The in vitro tests demonstrated that the ethanolic extracts from sunflower and maize crop residues exhibited antioxidant capacity to some extent; nevertheless, this was significantly lower than synthetic antioxidants. When incorporated into pork liver pâtés, these extracts exhibited a noticeable antimicrobial effect; however, they proved ineffective in preventing lipid oxidation. Specifically, the crop residue extracts displayed a pro-oxidant effect when compared to the use of only nitrites and a nitrites/BHT combination in the pork liver pâtés during storage. The addition of crop residue extracts influenced the instrumental color and intensified the flavor and aroma of the pork liver pâtés, resulting in lower acceptability scores for the product. The work is still in progress to completely elucidate the phenolic profiles of sunflower and maize stalk residue extracts and whether their composition could be influenced by the modification of processing or extraction to increase the amount of antioxidant compounds.
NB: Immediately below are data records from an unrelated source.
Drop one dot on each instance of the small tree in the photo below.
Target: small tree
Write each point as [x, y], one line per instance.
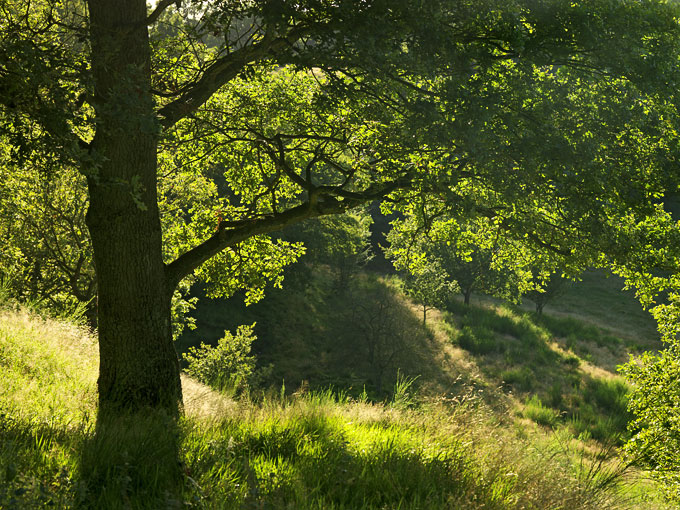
[384, 331]
[430, 287]
[546, 290]
[225, 365]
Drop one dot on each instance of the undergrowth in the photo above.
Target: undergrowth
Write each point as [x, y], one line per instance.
[309, 450]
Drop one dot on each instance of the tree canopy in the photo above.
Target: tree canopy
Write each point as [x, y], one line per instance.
[195, 129]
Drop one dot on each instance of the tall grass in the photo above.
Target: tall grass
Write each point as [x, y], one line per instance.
[313, 450]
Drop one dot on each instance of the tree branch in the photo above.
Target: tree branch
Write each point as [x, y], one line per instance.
[221, 71]
[162, 5]
[225, 237]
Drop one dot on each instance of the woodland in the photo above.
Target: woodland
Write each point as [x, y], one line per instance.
[304, 254]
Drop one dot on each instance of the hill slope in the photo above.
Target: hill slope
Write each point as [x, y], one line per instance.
[312, 450]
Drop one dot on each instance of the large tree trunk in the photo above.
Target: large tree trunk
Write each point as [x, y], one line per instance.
[138, 363]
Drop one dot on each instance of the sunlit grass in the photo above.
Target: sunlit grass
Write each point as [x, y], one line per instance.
[312, 450]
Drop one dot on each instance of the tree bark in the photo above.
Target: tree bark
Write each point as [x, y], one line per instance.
[138, 362]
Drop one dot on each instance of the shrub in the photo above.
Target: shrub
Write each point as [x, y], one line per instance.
[225, 365]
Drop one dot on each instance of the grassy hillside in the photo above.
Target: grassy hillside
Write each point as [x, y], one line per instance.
[558, 368]
[310, 450]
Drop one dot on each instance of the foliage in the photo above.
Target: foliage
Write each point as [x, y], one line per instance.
[553, 122]
[339, 242]
[547, 290]
[430, 287]
[656, 423]
[225, 365]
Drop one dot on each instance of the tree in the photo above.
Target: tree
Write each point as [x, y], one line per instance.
[547, 290]
[553, 120]
[429, 286]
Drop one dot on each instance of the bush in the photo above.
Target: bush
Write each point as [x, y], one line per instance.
[225, 365]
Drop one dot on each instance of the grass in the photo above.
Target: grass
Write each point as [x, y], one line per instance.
[312, 450]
To validate the potential of these agricultural residues as a source of natural preservatives for meat product applications, forthcoming studies should explore the mechanisms of interaction between the extract compounds and the components of pork liver pâtés. Additionally, investigations into the structural and functional changes that occur during processing and conservation treatments are essential for understanding the observed pro-oxidative effect and its detrimental impact on sensory characteristics.